Puede que perdiese todos los colores, pero siempre llevaba un azul en la guantera. Llamaba sol a todas las sombras, pensaba que algún día subiría de golpe las escaleras. Se dormía en las ventanillas, llegaba el final –la película- y quería ver la verdadera; se ponía nerviosa un viernes y algo triste el domingo. El sábado dejaba de pasar pasando –se miraba el ombligo. Pensaba a ratos en coger la bici, patinar fuerte y llegar dos veces. Casi siempre empezaba llegando tarde y la mayor parte acababa nadando en el agua de los peces.

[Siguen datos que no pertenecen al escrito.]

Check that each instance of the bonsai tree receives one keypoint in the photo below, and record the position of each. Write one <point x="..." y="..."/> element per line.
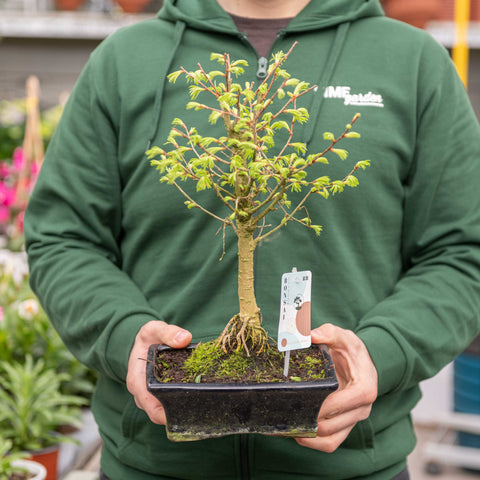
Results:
<point x="238" y="167"/>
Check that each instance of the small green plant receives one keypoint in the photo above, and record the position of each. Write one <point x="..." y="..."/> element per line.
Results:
<point x="26" y="329"/>
<point x="8" y="459"/>
<point x="32" y="406"/>
<point x="250" y="173"/>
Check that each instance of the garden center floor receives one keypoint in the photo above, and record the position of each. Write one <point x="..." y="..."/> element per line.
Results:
<point x="416" y="463"/>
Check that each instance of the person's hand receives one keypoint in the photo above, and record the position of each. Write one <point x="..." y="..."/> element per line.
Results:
<point x="357" y="379"/>
<point x="150" y="333"/>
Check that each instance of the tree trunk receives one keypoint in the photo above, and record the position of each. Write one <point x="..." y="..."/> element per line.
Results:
<point x="249" y="310"/>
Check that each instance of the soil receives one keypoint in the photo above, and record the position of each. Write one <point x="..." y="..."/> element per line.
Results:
<point x="305" y="365"/>
<point x="21" y="476"/>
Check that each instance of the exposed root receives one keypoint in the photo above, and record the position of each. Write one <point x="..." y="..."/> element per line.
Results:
<point x="244" y="333"/>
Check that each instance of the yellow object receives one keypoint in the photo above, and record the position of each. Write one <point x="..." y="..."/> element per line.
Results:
<point x="460" y="48"/>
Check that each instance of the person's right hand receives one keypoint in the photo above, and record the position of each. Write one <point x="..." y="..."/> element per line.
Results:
<point x="152" y="332"/>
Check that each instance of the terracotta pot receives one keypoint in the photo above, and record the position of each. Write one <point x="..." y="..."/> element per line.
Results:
<point x="209" y="410"/>
<point x="69" y="5"/>
<point x="414" y="12"/>
<point x="132" y="6"/>
<point x="34" y="468"/>
<point x="49" y="459"/>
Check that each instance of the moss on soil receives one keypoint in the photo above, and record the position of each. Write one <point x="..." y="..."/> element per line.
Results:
<point x="210" y="364"/>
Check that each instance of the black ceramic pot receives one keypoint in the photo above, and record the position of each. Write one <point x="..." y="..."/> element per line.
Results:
<point x="208" y="410"/>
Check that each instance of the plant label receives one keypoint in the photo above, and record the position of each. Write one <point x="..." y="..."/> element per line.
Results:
<point x="295" y="325"/>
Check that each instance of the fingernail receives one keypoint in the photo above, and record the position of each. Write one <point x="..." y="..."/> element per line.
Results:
<point x="181" y="336"/>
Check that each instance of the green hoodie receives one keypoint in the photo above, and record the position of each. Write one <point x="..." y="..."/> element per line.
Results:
<point x="398" y="261"/>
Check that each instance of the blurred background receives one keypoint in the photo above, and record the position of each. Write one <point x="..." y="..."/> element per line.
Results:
<point x="44" y="45"/>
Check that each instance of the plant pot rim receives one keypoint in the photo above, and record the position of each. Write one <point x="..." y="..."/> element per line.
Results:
<point x="33" y="467"/>
<point x="153" y="384"/>
<point x="199" y="411"/>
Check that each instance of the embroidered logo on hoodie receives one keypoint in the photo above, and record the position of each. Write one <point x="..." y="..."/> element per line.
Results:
<point x="368" y="99"/>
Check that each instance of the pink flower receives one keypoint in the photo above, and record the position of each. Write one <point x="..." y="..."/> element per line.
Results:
<point x="7" y="195"/>
<point x="4" y="214"/>
<point x="4" y="169"/>
<point x="19" y="221"/>
<point x="18" y="159"/>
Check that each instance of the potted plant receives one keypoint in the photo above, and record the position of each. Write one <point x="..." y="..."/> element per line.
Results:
<point x="15" y="466"/>
<point x="252" y="184"/>
<point x="33" y="409"/>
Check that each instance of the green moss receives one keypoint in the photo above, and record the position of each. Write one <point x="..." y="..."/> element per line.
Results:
<point x="312" y="366"/>
<point x="209" y="360"/>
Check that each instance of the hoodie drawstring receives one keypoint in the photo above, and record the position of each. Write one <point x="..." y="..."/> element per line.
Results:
<point x="324" y="80"/>
<point x="177" y="38"/>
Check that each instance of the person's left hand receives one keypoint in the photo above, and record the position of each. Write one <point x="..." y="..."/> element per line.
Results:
<point x="357" y="390"/>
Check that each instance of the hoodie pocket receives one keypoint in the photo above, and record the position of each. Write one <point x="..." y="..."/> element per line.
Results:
<point x="362" y="437"/>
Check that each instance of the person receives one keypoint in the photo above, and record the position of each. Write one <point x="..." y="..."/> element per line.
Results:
<point x="120" y="263"/>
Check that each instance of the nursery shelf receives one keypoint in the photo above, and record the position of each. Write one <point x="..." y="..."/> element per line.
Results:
<point x="442" y="449"/>
<point x="75" y="25"/>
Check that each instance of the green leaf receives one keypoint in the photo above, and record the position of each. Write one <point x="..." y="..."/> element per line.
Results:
<point x="154" y="151"/>
<point x="216" y="73"/>
<point x="337" y="187"/>
<point x="195" y="105"/>
<point x="324" y="193"/>
<point x="281" y="124"/>
<point x="219" y="57"/>
<point x="342" y="154"/>
<point x="351" y="181"/>
<point x="172" y="77"/>
<point x="329" y="136"/>
<point x="214" y="116"/>
<point x="352" y="135"/>
<point x="195" y="90"/>
<point x="299" y="114"/>
<point x="363" y="164"/>
<point x="300" y="147"/>
<point x="203" y="183"/>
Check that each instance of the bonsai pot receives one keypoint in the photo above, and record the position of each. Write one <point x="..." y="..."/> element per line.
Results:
<point x="48" y="458"/>
<point x="197" y="411"/>
<point x="36" y="470"/>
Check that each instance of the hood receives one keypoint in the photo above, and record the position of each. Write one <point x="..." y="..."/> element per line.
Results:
<point x="318" y="14"/>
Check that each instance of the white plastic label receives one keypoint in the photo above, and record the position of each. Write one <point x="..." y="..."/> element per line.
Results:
<point x="294" y="327"/>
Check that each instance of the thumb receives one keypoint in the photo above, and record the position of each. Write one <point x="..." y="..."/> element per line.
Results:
<point x="327" y="334"/>
<point x="163" y="333"/>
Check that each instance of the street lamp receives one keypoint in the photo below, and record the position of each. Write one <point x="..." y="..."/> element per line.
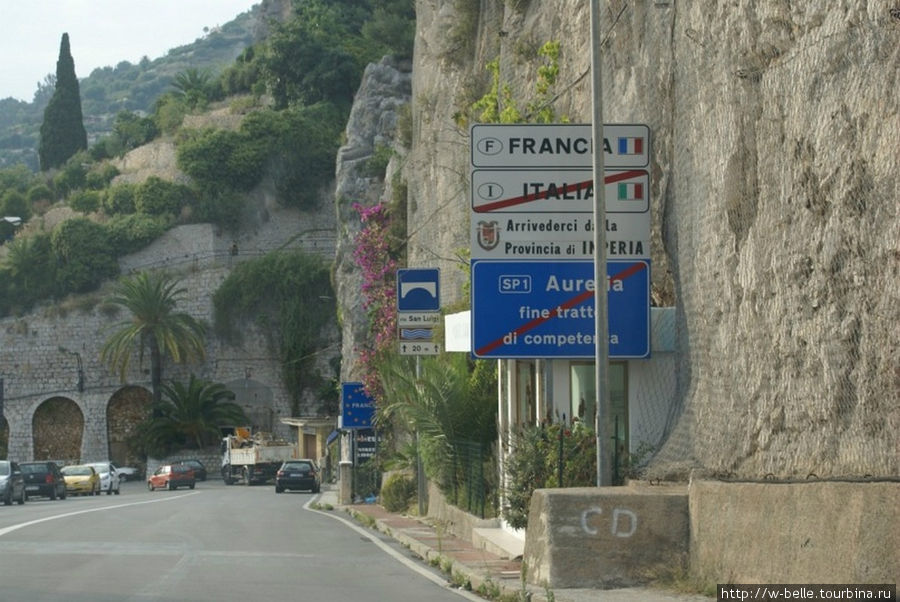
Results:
<point x="80" y="384"/>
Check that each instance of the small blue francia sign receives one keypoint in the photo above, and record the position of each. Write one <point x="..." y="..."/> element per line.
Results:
<point x="357" y="408"/>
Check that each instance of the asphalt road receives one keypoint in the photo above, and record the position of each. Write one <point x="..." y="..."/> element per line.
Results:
<point x="216" y="542"/>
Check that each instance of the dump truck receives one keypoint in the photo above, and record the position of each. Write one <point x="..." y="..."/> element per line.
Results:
<point x="252" y="458"/>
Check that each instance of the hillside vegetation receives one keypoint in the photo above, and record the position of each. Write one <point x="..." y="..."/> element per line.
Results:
<point x="295" y="89"/>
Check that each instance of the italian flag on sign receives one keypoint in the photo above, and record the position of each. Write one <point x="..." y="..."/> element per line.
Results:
<point x="631" y="192"/>
<point x="631" y="146"/>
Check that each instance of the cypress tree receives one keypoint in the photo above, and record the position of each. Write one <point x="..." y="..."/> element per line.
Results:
<point x="62" y="132"/>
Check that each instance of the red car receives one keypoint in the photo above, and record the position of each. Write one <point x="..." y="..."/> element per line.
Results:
<point x="171" y="476"/>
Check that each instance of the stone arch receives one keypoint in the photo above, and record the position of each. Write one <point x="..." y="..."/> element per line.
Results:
<point x="128" y="407"/>
<point x="4" y="438"/>
<point x="57" y="429"/>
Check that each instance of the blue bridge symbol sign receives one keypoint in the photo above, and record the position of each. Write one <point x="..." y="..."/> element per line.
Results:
<point x="418" y="289"/>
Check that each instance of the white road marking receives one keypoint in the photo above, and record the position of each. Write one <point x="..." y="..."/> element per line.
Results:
<point x="410" y="564"/>
<point x="18" y="526"/>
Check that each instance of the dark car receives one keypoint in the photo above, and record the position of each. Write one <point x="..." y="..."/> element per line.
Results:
<point x="43" y="479"/>
<point x="297" y="474"/>
<point x="197" y="466"/>
<point x="12" y="484"/>
<point x="171" y="476"/>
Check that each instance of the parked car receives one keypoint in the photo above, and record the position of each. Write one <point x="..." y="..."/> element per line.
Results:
<point x="197" y="466"/>
<point x="171" y="476"/>
<point x="81" y="479"/>
<point x="43" y="479"/>
<point x="109" y="478"/>
<point x="12" y="483"/>
<point x="126" y="473"/>
<point x="297" y="474"/>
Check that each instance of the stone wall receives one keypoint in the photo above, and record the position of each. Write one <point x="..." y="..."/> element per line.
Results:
<point x="813" y="532"/>
<point x="41" y="353"/>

Perdía el tiempo, soñaba fuerte, lloraba a veces. Pensaba, cantaba, le hablaba hasta con las paredes. Y sin embargo, aquel jueves –de después de ese otro martes, que ya era viernes- dejó de pensar en las velas de día, en los sueños con guía. Se hizo grande. Pero el círculo volvía al punto en el que comenzó a ser gigante. Eterno retorno que de contarlo se hizo aplastante.
Todo esto me viene cuando me cuentan que mañana -que ya es hoy- se esperan cielos con nubes, soles sin barba, viento esperanza. Viernes de noche, dormida en la ventanilla, llega el final –a las tantas- y vuelvo al principio sin encontrarla. Pásala otra vez Sam –decía en los aplausos- que recuerdo que era a la mitad cuando el azul dejaba de ser sábado y la bici –casi mojando- tocaba el violín del retorno-eterno sofocado.